BioWorld International Correspondent
Speedel AG is retaining all development and commercialization rights to SPP200 (pegmusirdin), a thrombin inhibitor in development for clot formation in grafts fitted to renal failure patients undergoing chronic hemodialysis, following a decision by Abbott Laboratories not to exercise its option.
Abbott, of Abbott Park, Ill., gained ownership of SPP200 through its 2001 acquisition of Knoll AG from BASF AG, of Ludwigshafen, Germany, and out-licensed it to Speedel in 2003.
It had a call-back option on the program, which was exercisable on completion of an initial Phase II trial.
Basel, Switzerland-based Speedel said portfolio considerations determined Abbott's decision not to take SPP200 forward.
The company now is evaluating its options with respect to the program and will consult with the FDA as part of the process.
Additional work would need to be completed before SPP200 could move into pivotal trials, Speedel CEO Alice Huxley said.
"How much or how little remains to be seen after the consultation with the FDA," she said.
Top-line results from the Phase II study of 127 patients who were treated with either SPP200 or unfractionated heparin, currently the gold standard for treatment in the U.S., indicated the frequency of vascular graft occlusions was "significantly lower" in those who received SPP200. Those on the SPP200 treatment arm had a probability of developing a vascular graft occlusion about three times lower than those receiving heparin.
Major bleeds were rare with either treatment, although minor bleeds were more frequent in the SPP200 treatment group. "The major focus of the medical community is on the major bleeds," Huxley said.
The trial data are based on a cumulative total of 9,000 dialysis sessions. Speedel is not releasing further information on the trial, but plans to publish or make a full presentation at a conference on the data shortly, Huxley said.
SPP200 is a recombinant, pegylated protein based on hirudin, an anticoagulant peptide found in the salivary glands of medicinal leeches. It has a duration of action of more than 100 hours, Huxley said, and, unlike heparin, is not washed out of the body following hemodialysis.
"It protects the patient against this coagulation not only during the hemodialysis session, which the gold standard unfractionated heparin does, but also in between," she said.
There was little movement last week in Speedel's share price in response to the news. The stock closed Aug. 16 at CHF144.60 (US$117.73), down CHF1.40.
Bob Pooler, analyst at Geneva-based Lombard Odier Darier Hentsch, said that the Abbott withdrawal did raise questions about partner validation.

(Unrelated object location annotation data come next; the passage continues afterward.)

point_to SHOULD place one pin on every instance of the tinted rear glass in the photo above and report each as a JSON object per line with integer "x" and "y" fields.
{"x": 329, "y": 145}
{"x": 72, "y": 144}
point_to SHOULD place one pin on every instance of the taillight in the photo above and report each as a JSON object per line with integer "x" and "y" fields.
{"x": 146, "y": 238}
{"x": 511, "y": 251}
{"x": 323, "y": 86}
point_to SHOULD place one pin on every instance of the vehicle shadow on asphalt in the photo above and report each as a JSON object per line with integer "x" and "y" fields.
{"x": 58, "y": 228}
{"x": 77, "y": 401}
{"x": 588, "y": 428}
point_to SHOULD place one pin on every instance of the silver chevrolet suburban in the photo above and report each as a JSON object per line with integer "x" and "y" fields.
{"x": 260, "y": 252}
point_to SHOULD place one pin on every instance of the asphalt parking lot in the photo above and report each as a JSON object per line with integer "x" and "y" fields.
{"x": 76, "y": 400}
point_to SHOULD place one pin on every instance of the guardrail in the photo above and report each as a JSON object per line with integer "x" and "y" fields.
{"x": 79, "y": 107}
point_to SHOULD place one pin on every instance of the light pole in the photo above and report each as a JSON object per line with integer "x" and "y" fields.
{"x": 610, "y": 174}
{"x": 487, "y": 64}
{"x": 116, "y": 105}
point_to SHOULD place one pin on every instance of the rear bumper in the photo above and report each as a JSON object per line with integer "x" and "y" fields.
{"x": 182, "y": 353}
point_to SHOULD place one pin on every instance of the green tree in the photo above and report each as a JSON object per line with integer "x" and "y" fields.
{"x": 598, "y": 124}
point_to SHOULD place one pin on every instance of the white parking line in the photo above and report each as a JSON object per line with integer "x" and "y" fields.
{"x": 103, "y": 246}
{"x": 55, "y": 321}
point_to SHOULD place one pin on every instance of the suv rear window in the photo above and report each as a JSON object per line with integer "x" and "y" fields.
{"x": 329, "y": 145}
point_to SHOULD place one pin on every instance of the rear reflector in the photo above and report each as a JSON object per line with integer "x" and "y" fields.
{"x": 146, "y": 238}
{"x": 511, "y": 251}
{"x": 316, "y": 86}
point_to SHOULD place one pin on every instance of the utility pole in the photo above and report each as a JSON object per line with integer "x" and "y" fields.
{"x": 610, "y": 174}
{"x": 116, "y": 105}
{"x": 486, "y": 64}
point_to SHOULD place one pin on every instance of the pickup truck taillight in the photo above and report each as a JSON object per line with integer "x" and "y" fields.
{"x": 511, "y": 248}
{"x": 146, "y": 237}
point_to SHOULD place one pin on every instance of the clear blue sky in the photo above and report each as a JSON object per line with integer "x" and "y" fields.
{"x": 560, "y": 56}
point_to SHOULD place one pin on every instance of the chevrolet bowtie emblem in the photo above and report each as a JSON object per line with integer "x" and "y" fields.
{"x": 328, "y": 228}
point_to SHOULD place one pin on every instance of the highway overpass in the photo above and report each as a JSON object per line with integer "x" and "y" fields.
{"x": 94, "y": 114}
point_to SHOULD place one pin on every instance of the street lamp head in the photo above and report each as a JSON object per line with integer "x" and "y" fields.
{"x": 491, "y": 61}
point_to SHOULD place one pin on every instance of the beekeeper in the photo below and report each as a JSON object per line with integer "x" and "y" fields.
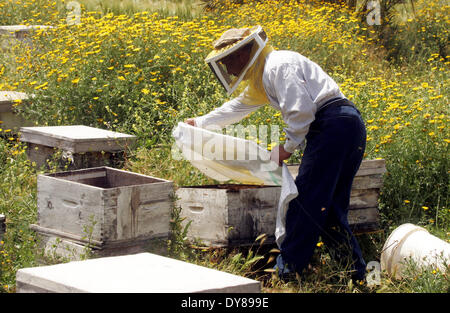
{"x": 316, "y": 112}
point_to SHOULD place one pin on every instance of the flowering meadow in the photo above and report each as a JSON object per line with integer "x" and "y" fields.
{"x": 144, "y": 72}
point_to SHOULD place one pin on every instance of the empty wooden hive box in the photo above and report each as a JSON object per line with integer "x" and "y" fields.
{"x": 101, "y": 211}
{"x": 11, "y": 35}
{"x": 227, "y": 215}
{"x": 80, "y": 146}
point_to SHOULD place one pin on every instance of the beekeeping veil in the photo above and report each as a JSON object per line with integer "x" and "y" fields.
{"x": 231, "y": 41}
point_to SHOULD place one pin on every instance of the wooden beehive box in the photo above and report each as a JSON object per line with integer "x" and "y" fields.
{"x": 113, "y": 211}
{"x": 11, "y": 35}
{"x": 363, "y": 215}
{"x": 10, "y": 119}
{"x": 81, "y": 146}
{"x": 228, "y": 215}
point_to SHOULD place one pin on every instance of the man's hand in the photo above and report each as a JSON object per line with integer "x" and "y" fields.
{"x": 278, "y": 154}
{"x": 190, "y": 121}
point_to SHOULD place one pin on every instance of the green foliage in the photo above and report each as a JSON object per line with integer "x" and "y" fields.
{"x": 143, "y": 72}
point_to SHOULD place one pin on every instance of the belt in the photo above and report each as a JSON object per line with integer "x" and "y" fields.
{"x": 336, "y": 102}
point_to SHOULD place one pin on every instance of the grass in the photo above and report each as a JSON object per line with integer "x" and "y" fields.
{"x": 141, "y": 72}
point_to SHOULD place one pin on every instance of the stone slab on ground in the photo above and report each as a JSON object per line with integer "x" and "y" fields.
{"x": 137, "y": 273}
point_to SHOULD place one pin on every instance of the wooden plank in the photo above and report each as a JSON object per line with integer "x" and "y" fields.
{"x": 364, "y": 198}
{"x": 77, "y": 138}
{"x": 363, "y": 216}
{"x": 367, "y": 167}
{"x": 368, "y": 181}
{"x": 70, "y": 207}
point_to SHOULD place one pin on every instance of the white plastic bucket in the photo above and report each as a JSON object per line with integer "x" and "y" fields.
{"x": 411, "y": 241}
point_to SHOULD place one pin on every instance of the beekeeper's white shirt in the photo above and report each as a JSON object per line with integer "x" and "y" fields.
{"x": 294, "y": 85}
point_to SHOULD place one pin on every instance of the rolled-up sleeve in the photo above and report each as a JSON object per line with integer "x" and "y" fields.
{"x": 297, "y": 106}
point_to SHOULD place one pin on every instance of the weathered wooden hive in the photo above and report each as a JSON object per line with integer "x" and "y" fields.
{"x": 10, "y": 119}
{"x": 228, "y": 215}
{"x": 102, "y": 211}
{"x": 11, "y": 35}
{"x": 80, "y": 146}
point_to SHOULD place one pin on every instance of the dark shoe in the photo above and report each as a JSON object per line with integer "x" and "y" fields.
{"x": 283, "y": 270}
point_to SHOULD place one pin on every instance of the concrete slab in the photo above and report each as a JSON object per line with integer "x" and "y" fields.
{"x": 138, "y": 273}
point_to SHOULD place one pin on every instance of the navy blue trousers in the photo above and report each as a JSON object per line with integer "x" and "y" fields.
{"x": 334, "y": 150}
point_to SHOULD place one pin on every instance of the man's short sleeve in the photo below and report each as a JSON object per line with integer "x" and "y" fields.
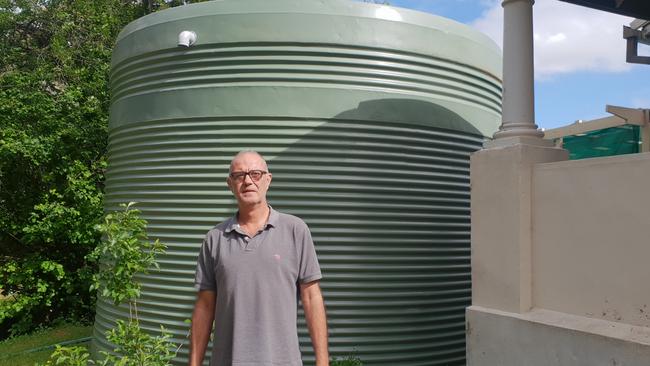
{"x": 309, "y": 268}
{"x": 204, "y": 278}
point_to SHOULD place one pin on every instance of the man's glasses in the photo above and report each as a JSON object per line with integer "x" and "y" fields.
{"x": 255, "y": 175}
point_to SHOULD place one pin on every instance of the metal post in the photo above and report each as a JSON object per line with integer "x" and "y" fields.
{"x": 518, "y": 123}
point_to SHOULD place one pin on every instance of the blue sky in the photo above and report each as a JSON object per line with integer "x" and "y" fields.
{"x": 579, "y": 52}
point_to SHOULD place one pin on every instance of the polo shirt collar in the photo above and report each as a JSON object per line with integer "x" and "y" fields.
{"x": 233, "y": 225}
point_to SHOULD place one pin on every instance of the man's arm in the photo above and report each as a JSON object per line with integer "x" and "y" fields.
{"x": 202, "y": 320}
{"x": 314, "y": 306}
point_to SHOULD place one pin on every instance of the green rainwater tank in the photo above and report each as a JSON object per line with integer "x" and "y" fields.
{"x": 367, "y": 115}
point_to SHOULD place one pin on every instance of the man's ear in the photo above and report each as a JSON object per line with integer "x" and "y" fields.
{"x": 228, "y": 184}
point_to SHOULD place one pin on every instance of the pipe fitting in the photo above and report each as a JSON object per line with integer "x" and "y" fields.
{"x": 186, "y": 38}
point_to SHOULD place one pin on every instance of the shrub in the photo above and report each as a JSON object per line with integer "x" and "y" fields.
{"x": 124, "y": 252}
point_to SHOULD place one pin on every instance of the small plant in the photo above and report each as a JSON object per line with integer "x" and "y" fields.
{"x": 350, "y": 360}
{"x": 124, "y": 252}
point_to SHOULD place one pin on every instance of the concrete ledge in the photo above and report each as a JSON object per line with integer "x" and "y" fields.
{"x": 548, "y": 338}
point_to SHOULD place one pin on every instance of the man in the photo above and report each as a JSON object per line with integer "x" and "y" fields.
{"x": 249, "y": 273}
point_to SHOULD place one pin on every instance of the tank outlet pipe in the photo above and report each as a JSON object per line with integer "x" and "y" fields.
{"x": 186, "y": 38}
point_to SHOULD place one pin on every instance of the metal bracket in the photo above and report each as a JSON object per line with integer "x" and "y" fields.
{"x": 639, "y": 34}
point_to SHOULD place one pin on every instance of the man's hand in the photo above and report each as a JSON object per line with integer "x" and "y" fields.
{"x": 314, "y": 306}
{"x": 202, "y": 320}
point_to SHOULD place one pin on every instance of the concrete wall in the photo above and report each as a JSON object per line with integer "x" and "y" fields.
{"x": 560, "y": 259}
{"x": 591, "y": 238}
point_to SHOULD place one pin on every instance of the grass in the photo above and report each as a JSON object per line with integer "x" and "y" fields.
{"x": 42, "y": 338}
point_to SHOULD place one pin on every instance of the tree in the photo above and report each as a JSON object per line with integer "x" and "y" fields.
{"x": 54, "y": 65}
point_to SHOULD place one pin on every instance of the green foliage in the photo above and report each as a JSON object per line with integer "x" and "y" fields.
{"x": 70, "y": 356}
{"x": 54, "y": 64}
{"x": 125, "y": 251}
{"x": 347, "y": 361}
{"x": 136, "y": 348}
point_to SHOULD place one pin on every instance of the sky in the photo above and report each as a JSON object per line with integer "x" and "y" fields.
{"x": 579, "y": 56}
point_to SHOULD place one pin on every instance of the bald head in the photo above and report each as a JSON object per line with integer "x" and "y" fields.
{"x": 249, "y": 155}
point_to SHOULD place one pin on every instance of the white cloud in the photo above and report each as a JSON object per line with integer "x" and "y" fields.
{"x": 567, "y": 37}
{"x": 641, "y": 102}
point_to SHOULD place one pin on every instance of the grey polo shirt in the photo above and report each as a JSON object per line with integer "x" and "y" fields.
{"x": 256, "y": 280}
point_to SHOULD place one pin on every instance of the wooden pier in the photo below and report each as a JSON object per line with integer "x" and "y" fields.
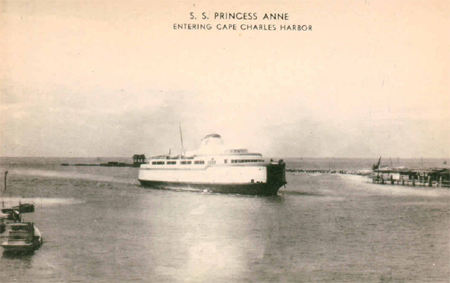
{"x": 431, "y": 177}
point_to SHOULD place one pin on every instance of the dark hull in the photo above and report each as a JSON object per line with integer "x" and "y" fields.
{"x": 243, "y": 189}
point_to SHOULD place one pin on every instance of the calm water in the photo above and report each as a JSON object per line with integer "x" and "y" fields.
{"x": 100, "y": 226}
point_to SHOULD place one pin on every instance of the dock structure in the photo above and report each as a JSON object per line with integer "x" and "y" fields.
{"x": 430, "y": 177}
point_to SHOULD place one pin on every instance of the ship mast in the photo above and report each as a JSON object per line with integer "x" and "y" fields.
{"x": 181, "y": 138}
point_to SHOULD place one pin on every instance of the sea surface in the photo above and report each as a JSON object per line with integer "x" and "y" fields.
{"x": 99, "y": 225}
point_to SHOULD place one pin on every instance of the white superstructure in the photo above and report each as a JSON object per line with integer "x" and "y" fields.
{"x": 212, "y": 166}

"If Abbott doesn't see any potential in it, what's in it for Speedel?" he asked. However, his peak sales estimate for the product - CHF300 million - is "really just below the radar screen for Abbott," he added.
The consultation with the FDA should help Speedel calculate the development costs for the product, which is likely to have the biggest bearing on whether the company will take the product forward on its own, with a partner - or at all, Pooler said.
The marketing costs would be minimal. "It's a niche product. They need 20 sales reps to cover the U.S. market," he said.
The product has less potential in Europe, where the creation of an arteriovenous fistula in patients undergoing hemodialysis is a more popular alternative than the fitting of a graft, Pooler said.
Over time, that procedure might become more popular in the U.S., as well, he added, as it eliminates the necessity for costly graft replacement. "We're assuming that vascular grafts are declining." At present, he estimates the total annual cost at $700 million.
Speedel also reported yesterday a net loss of CHF25.4 million, or CHF3.65 per share, for the second quarter. The company burned CHF16.5 million and exited the quarter with CHF149.1 million on its balance sheet. That includes a cash injection of CHF2 million, associated with the early conversion of a convertible loan. The company will book an additional CHF13.9 million in the next quarter in connection with the same transaction.
Under the terms of the original August 2005 agreement, conversion from debt to equity was permitted at a total price of CHF125 per share, comprising CHF100 of convertible debt and CHF25, which was payable in cash on conversion.
The company is maintaining its guidance of CHF80 million cash burn for the full year and said it has sufficient funds to last through the first quarter of 2008.